Yuan Completes Worst Month Since Peg as Europe Woes Hurt Exports
The yuan had its biggest monthly loss since a peg ended in July 2005 as Chinese exports slumped amid a worsening debt crisis in Europe.
Overseas sales rose 4.9 percent in April from a year earlier, the smallest gain since 2009, according to official data on May 10. Shipments to the European Union fell 2.4 percent, with sales to Italy sliding 20 percent. Chinese manufacturing may shrink for a seventh month in May, a preliminary report by HSBC Holdings Plc and Markit Economics showed last week. The People’s Bank of China weakened its reference rate for the yuan by 0.9 percent this month as Europe’s woes bolstered demand for dollars.
“China’s export growth is likely to stay low for quite a while with weak demand from Europe,” said Tommy Ong, senior vice-president of treasury and markets at DBS Bank (Hong Kong) Ltd. “We could see officials have the intention to hold the yuan stable as global financial conditions are unfavorable.”
The yuan declined 0.92 percent this month to close at 6.3690 per dollar in Shanghai, according to the China Foreign Exchange Trade System. The currency dropped 0.18 percent today and touched this year’s low of 6.3783. The central bank set a daily reference rate, around which the yuan can fluctuate by as much as 1 percent, of 6.3355 per dollar, the weakest level since March 15.

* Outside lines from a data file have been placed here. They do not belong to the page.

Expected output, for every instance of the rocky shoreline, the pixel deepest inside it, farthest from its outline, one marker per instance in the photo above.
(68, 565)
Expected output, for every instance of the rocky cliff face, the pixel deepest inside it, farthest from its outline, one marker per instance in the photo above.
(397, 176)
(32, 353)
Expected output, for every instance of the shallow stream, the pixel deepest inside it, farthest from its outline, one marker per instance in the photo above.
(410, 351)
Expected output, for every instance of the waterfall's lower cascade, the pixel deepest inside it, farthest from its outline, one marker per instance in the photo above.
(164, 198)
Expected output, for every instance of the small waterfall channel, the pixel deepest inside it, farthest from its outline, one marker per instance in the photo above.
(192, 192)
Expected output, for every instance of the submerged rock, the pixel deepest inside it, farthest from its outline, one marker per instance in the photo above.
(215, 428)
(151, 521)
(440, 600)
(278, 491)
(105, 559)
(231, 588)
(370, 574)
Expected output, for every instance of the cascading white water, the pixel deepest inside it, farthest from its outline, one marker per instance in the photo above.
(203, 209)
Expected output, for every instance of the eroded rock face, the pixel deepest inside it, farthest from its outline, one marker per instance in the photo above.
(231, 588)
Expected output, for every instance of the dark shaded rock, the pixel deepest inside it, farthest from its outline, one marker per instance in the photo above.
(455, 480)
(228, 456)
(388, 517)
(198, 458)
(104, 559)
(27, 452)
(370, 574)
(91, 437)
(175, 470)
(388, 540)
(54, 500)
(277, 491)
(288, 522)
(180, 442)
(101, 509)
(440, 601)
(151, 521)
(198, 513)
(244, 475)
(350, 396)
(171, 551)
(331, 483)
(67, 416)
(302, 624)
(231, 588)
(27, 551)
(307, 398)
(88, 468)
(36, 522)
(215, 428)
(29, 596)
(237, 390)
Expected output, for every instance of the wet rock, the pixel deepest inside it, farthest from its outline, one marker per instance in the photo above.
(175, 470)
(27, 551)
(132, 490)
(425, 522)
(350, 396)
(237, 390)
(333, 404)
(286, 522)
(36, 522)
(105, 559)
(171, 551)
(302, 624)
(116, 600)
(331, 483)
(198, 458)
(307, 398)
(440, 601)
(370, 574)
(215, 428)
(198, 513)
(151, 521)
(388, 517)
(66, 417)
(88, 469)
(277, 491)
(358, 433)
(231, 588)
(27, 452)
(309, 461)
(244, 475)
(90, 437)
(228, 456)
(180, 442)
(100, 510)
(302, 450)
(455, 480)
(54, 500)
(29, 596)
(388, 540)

Versus the euro, China’s currency is the strongest it’s been in a decade. The yuan reached 7.8381 per euro today, the highest since June 2002. The cost of protecting Spanish government bonds with default swaps climbed to a record yesterday and a Greek poll showed support for anti-austerity parties ahead of elections next month that may determine Greece’s future in the euro.
One-month implied volatility for the yuan against the dollar, a measure of exchange-rate swings used to price options, climbed 15 basis points, or 0.15 percentage point, to 2.2 percent.
In Hong Kong’s offshore market, the yuan fell 0.16 percent today to 6.3662 per dollar, extending this month’s loss to 1.04 percent. Twelve-month non-deliverable forwards traded at 6.4306, a 0.96 percent discount to the onshore spot rate, according to data compiled by Bloomberg.